A graph can have an optional type attribute. The allowed values are undirected, directed (the default), acyclic (implies directed), tree and list (no relations). Other values for type have no defined meening and should be ignored. This implies that user defined graph types are allowed, but to be future proof user defined types should contain a - character.

The entities of the graph are stored in an attribute entities that can contain entity IDs or inline entity definitions. Relations are always stored inline in the relations attribute. Additionally an attribute ref-target can be specified on the graph to point to a file (or a list of files) that contains the referenced entities. The ref target attribute should contain the file name of that file. The entities list of the graph itself is always considered a ref-target (i.e., to resolve inline entities).

Like entities graphs can also contain additional attributes.

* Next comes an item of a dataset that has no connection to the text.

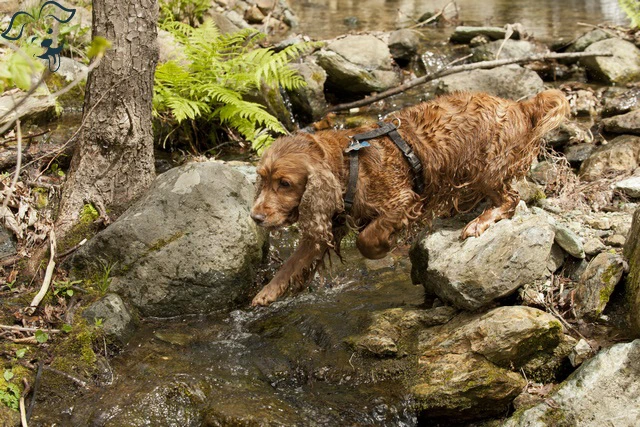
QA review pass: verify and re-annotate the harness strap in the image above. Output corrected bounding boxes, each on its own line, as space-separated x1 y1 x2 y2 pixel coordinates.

In fact, leaving out the special entities and relations attributes graphs have the same features.

Example serializations of a graph:

JSON:

{
    "GRAPH_ID": "graphA",
    "type": "tree",
    "entities": [
        "paintA",
        {"ID": "paintB", "href": "example.com/paints/paintA", "color": "#e9322d"}
    ],
    "relations": [
        {"source": "paintA", "target": "paintB"}
    ]
}

See also

Graphs (graph/*)

Executables

Executables are executable artifacts, e.g., source code.

Provenance

Provenance data follows the same rules as entities but allows nested datastructures. The provenance data type is used to describe the (future or past) execution of an executable artifact.

Custom Data Formats

Custom data formats are completely free from any restrictions described for other data formats. However, they should be used sparingly as their reuseability is limited.